ハジメ「僕基本的にニコニコで配信されてるアニメはそっちで見るんだけどさ、コメ有りで見たいアニメとコメ無しで見たいアニメが別々にあるんだよね。分かる?」

ユエ「分かる。私なろう原作アニメは大体ニコニコで見てるし」

ティオ「今期じゃとおにまいもコメ有りの方な感じがするのう」

シア(ただの雑談―――――――――――――!!)

 

 そこに現れたのは、なんとミレディ。

 

ミレディ「でも鬼滅とかチェンソーはコメ無しで見たいよね」

ハジメ「そうそう」

シア「どうでもいい話を続行しないで貰えます?」

 

 物語は今、最終局面を迎える!

 

天の助「2歩六」

 

        

        

        

     

     

      

       

       

 

首領パッチ「初手で来たか……!」

シア(何ですかこのクライマックス感ゼロの絵面!? しかもそれオセロですぅ!!

 

 


 

 

「何故だ……何故我がこのような目に……」

 

 膝を地面に付き、息も絶え絶えなエヒトが小さく呟く。

 言葉の意味は純度百の疑問。

 顔色は人影故見えないが、声色だけで意味が読み取れる。

 

「何で、って……」

 

 そして意味を理解したミレディが覚えた感情は、怒りだった。

 羅列することが困難なほどの蛮行を重ねておいて、数えることが不可能なほどの人々を苦しめ、傷つけ、殺しておいて。

 それら全てに、エヒトは罪悪感一つ抱いていないのだ。

 

「お前ええええ!!」

 

 ミレディはエヒトに対し、思わず重力魔法を叩きつけた。

 魔法を受け、まるでのし梅の様に潰されるエヒト。

 彼女の溢れ出す激情に、ハジメ達は声も出ずただ茫然と見ているだけだった。

 彼女が見てきたもの、抱えた思いを想像することはできても、真に理解することはできない。

 すぐ近くにいる筈の彼女が、まるで遥か彼方にいるようだった。

 

「……知りたいか? 我がこんな疑問を抱いている理由を」

 

 一方、エヒトはミレディの重力魔法から即座に抜け出すと、したり顔で目の前の相手に問いかけた。

 

エヒトみ込みますか…

 

踏み込む 踏み込まない

 

「何だこれ!?」

「カリギュラカリギュラ」

「オーバードーズじゃな」

「……いいよ」

 

  蹴りウサギの疑問にユエとティオが答える中、エヒトの物言いに一瞬悩むも、頷くミレディ。

 

「お前がどれだけ邪悪で惨たらしく死ぬべきか、改めて教えてもらおうじゃんか!!」

 

 ミレディの叫びを受けながら、エヒトの回想は始まった。

 

 


 

 

 むかーしむかし、トータスでも地球でもない世界に、エヒトという少年がいました。

 

『昔話が始まっちゃいましたけど!?』

『さらっと重要なこと言ってね?』

 

 この世界は魔法が存在していました。

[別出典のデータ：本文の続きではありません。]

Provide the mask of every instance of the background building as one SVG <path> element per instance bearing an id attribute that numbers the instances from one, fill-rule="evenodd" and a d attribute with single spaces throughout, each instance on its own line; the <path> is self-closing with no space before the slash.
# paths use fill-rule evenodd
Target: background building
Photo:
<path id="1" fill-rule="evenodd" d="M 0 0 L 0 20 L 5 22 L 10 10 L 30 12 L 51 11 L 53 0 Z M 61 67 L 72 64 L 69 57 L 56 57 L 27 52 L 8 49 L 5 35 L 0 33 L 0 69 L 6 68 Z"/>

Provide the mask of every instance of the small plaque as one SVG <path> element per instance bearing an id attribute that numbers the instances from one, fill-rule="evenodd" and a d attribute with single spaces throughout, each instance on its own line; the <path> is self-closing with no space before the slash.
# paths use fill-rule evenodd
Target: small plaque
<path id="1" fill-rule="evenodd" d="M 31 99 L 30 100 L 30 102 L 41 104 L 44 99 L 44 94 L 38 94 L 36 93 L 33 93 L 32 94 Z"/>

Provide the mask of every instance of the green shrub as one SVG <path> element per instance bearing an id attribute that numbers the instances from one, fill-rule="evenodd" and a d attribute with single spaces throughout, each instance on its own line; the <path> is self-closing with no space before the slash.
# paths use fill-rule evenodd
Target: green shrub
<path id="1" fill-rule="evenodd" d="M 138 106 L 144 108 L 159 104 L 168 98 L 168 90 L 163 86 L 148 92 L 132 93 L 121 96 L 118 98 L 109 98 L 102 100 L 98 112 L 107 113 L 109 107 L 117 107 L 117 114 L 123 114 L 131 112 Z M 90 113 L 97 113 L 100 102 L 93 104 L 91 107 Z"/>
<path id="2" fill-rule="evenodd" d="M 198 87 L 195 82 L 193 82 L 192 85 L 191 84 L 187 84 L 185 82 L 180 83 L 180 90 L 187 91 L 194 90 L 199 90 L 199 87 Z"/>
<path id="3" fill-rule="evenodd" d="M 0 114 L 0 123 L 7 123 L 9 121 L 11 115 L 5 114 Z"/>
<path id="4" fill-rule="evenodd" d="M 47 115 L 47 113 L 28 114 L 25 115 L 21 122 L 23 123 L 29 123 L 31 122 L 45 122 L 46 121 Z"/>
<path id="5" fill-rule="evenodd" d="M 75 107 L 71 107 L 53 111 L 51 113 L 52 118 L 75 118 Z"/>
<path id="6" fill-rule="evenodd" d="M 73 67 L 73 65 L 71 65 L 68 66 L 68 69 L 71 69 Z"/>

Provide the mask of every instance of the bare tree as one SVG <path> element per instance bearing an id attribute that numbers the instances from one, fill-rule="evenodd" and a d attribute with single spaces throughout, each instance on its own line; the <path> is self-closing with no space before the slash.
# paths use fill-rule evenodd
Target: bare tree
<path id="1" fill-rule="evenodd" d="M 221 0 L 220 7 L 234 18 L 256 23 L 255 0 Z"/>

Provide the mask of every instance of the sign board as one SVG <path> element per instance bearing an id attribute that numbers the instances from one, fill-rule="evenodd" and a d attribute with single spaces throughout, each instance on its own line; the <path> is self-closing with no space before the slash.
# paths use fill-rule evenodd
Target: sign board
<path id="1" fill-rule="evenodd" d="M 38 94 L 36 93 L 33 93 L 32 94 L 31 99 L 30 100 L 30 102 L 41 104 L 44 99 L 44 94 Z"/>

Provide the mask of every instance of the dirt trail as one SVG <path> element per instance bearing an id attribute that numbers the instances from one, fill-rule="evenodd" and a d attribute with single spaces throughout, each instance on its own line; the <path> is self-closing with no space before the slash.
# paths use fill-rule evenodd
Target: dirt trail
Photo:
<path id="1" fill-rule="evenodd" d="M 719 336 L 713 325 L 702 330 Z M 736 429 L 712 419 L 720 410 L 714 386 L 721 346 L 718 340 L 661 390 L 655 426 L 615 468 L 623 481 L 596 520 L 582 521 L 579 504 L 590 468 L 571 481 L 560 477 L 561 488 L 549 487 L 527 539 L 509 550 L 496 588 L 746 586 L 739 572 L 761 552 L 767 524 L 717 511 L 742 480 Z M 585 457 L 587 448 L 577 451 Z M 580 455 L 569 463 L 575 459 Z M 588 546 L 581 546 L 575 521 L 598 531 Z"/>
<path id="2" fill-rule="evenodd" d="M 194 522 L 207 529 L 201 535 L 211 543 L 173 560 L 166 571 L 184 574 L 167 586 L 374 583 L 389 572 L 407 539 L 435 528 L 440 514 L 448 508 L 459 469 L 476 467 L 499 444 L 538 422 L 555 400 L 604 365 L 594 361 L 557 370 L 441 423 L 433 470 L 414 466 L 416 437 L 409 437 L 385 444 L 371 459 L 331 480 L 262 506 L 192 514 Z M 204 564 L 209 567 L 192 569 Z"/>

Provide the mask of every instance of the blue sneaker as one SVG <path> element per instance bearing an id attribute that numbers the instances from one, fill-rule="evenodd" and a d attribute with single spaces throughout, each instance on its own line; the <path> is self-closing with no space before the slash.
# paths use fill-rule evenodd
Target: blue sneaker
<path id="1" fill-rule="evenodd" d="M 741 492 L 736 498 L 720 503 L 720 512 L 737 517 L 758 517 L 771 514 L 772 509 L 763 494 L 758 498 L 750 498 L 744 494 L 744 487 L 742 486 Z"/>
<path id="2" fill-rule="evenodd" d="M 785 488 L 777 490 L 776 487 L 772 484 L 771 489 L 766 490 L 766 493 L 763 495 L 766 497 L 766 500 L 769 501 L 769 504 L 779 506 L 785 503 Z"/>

トータスで言う所のアーティファクトが当たり前に存在し、人が自在に空を飛び、転移も自在。寿命も数百年単位で伸びるほどに発展していました。

 エヒトはその魔法の天才でした。

 小学生程度の年齢にもかかわらず、飛び級で大学に入学できるほどに。

 おかげで元々の同級生や、実の親に気持ち悪がられるほどに。

 しかし、エヒトはそんなことは全く気にせず、魔法を更に発展させるために研究に没頭します。

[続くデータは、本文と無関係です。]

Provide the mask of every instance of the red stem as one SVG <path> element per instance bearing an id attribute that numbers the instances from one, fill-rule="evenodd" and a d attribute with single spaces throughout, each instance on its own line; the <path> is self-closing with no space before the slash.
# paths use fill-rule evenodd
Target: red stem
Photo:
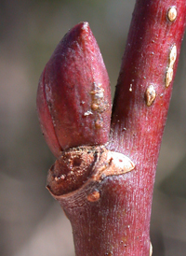
<path id="1" fill-rule="evenodd" d="M 63 151 L 49 171 L 47 188 L 71 220 L 76 256 L 151 255 L 153 189 L 185 13 L 185 0 L 137 0 L 113 101 L 110 141 L 106 148 L 86 143 L 89 147 Z M 69 69 L 72 77 L 75 70 Z M 72 94 L 70 99 L 75 102 Z M 92 106 L 91 99 L 88 104 Z M 62 125 L 62 119 L 59 121 Z"/>

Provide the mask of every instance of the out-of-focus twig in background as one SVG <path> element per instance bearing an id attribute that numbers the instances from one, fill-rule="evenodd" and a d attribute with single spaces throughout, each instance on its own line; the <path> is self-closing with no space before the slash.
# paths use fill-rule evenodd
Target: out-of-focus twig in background
<path id="1" fill-rule="evenodd" d="M 71 226 L 48 192 L 55 159 L 40 131 L 40 74 L 66 32 L 86 21 L 113 93 L 135 0 L 0 2 L 0 255 L 73 256 Z M 153 255 L 186 251 L 186 40 L 182 44 L 154 188 Z"/>

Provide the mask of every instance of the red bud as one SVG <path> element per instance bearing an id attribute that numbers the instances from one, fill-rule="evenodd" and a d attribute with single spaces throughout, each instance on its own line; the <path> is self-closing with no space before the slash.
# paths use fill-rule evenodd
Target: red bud
<path id="1" fill-rule="evenodd" d="M 37 110 L 46 140 L 61 150 L 108 141 L 111 89 L 96 39 L 87 22 L 71 29 L 43 71 Z"/>

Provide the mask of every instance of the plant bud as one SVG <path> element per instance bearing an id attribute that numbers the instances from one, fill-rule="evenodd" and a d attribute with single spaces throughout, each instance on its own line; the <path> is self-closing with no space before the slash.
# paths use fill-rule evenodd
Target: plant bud
<path id="1" fill-rule="evenodd" d="M 71 29 L 46 64 L 39 81 L 37 110 L 46 140 L 62 150 L 108 141 L 109 77 L 87 22 Z"/>

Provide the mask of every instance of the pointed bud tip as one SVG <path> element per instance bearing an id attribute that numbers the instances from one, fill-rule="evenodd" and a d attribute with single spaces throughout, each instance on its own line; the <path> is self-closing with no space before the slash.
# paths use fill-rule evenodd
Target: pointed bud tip
<path id="1" fill-rule="evenodd" d="M 59 43 L 37 93 L 42 131 L 57 157 L 64 149 L 108 141 L 110 81 L 87 22 L 75 25 Z"/>

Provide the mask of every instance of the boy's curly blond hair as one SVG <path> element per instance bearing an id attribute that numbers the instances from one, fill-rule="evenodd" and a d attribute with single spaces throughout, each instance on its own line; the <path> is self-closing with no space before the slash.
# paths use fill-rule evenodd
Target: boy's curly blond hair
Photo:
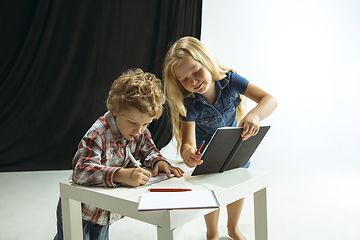
<path id="1" fill-rule="evenodd" d="M 165 96 L 160 79 L 138 68 L 125 71 L 114 81 L 106 107 L 115 114 L 136 108 L 158 119 L 162 114 L 164 102 Z"/>

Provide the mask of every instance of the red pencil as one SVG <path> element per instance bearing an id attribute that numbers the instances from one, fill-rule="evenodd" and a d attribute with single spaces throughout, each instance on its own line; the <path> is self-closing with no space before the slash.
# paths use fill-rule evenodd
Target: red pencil
<path id="1" fill-rule="evenodd" d="M 150 192 L 187 192 L 190 188 L 150 188 Z"/>

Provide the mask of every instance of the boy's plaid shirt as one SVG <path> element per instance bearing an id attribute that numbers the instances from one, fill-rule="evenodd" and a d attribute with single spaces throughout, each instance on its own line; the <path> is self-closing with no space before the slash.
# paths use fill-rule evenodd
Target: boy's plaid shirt
<path id="1" fill-rule="evenodd" d="M 117 169 L 132 165 L 126 148 L 145 167 L 153 168 L 159 160 L 165 160 L 155 147 L 148 129 L 133 140 L 121 136 L 115 117 L 106 112 L 100 117 L 81 139 L 74 159 L 72 160 L 73 181 L 80 185 L 117 187 L 113 182 Z M 82 217 L 99 225 L 105 225 L 109 211 L 87 204 L 82 204 Z M 110 223 L 121 218 L 120 214 L 111 213 Z"/>

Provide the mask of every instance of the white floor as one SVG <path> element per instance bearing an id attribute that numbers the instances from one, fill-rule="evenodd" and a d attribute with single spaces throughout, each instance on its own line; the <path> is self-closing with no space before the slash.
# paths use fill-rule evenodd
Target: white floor
<path id="1" fill-rule="evenodd" d="M 253 164 L 252 167 L 256 167 Z M 71 171 L 0 173 L 0 239 L 53 239 L 58 182 Z M 273 240 L 360 239 L 359 173 L 273 171 L 269 232 Z M 239 228 L 254 239 L 253 198 L 245 200 Z M 185 225 L 186 240 L 205 239 L 203 219 Z M 220 215 L 220 239 L 226 213 Z M 110 227 L 111 239 L 156 239 L 156 227 L 125 218 Z"/>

 その過程で、彼にも志を同じくする仲間ができました。生まれて初めてできた仲間、友達にエヒトは喜びます。

 それから一年後、エヒトと仲間達の魔法は理に到達しました。

 これにより、魔法の力で世界そのものに干渉できるようになりました。物質に、生命に、ありとあらゆるものが自由自在です。

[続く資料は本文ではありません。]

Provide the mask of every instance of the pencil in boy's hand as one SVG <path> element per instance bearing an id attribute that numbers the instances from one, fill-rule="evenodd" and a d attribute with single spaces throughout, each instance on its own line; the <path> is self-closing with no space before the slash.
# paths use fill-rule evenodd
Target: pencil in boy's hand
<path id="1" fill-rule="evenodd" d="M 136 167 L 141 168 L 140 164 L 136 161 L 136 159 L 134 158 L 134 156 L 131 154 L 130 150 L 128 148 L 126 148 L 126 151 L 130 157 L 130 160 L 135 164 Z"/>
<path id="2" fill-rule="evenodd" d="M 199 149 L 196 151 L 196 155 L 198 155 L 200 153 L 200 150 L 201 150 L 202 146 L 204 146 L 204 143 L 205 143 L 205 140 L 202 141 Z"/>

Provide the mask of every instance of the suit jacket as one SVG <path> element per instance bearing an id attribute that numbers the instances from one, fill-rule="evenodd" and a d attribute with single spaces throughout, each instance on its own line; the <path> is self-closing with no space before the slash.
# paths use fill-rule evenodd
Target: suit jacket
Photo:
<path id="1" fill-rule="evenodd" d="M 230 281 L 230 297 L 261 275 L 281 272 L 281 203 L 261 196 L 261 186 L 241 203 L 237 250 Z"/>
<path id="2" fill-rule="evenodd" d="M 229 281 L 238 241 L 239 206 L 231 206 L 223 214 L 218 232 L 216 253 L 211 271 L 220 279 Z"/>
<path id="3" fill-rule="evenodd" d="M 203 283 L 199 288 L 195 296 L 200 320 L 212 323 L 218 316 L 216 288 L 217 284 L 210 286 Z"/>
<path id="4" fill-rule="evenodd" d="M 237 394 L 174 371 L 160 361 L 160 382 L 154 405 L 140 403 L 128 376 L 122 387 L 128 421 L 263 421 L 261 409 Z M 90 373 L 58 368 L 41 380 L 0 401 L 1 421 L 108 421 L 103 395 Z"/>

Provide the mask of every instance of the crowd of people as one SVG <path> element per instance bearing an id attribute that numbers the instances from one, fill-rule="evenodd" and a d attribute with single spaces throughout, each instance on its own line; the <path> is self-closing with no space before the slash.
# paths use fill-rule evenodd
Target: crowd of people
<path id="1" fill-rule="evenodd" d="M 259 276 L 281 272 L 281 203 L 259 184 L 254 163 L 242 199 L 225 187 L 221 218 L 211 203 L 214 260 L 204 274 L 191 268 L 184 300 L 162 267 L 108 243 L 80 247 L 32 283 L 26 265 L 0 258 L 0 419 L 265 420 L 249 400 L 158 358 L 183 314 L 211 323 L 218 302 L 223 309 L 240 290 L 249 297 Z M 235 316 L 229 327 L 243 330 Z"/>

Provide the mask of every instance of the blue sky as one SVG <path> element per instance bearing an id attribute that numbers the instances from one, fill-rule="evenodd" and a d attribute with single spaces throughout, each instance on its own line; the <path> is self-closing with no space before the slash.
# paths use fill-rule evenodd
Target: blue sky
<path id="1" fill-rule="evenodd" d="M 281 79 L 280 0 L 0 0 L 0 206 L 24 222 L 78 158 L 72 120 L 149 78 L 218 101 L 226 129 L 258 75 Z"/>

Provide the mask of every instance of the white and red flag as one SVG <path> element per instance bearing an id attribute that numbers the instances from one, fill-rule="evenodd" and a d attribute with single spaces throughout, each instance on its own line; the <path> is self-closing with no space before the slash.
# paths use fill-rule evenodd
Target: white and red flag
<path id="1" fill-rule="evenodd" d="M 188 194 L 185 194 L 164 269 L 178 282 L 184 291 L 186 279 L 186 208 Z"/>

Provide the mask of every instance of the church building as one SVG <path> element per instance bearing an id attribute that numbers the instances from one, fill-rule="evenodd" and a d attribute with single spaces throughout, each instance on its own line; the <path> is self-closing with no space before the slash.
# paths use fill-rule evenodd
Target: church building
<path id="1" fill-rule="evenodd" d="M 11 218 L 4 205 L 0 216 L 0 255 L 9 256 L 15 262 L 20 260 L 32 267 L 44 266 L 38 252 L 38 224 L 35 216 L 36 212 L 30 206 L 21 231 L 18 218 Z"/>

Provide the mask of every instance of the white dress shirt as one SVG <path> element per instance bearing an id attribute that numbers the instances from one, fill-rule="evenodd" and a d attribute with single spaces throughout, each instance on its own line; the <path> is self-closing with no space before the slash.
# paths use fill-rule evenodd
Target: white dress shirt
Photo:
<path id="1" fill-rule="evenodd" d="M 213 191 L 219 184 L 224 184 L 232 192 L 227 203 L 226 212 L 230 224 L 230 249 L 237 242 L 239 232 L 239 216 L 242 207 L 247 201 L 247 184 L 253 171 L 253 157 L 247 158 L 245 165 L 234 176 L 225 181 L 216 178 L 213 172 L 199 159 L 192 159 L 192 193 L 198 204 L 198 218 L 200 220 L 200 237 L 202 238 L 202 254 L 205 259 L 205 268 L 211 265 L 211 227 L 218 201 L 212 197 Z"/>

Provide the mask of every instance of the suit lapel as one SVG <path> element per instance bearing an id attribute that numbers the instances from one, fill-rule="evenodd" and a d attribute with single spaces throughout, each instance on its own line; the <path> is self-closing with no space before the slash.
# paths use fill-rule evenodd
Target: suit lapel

 そんな魔法を行使できるエヒト達を、人々は“到達者„と呼びました。

 

 


 

 

「話が長――」

 

 ここで話の長さに焦れたハジメがエヒトに攻撃態勢をとろうとするが、なぜか逆の守備態勢を取ってしまう。

 その訳はすぐに分かった。

 

「ククク……オレは永続魔法レベル制限B地区*1を発動していたのさ」

「そんな!? 首領パッチどうして!?」

 

 突然の裏切りに動揺するハジメ。するとミレディが近づき、首領パッチに何かを手渡した。

 

「予想通りハジケリストが話の邪魔に来たね。あらかじめ首領パッチを買収してて良かったよ。はいこれ、4Bの鉛筆」

「こいつをくれるならオレはハジメをも裏切るよ」

(買収されてる―――――――――!! 鉛筆!?

 

 ハジメが守備表示になったところで、エヒトの話は再開された。

 

 


 

 

 ありとあらゆるものが自由自在になりましたが、エヒト達は研究者のサガであらゆる実験を重ねます。

 結果、やりすぎて世界は崩壊し、到達者以外の人類は滅びました。

 彼らも元の世界では暮らせないと、新天地を探すべく異世界へ転移し、トータスにたどり着き、驚きました。

 なぜなら彼らが転移した当時のトータスは、巨大な魔物が辺りをうろつき、原住民の人間達は洞窟に籠って生活している、彼らから見れば原始人でしかなかったからです。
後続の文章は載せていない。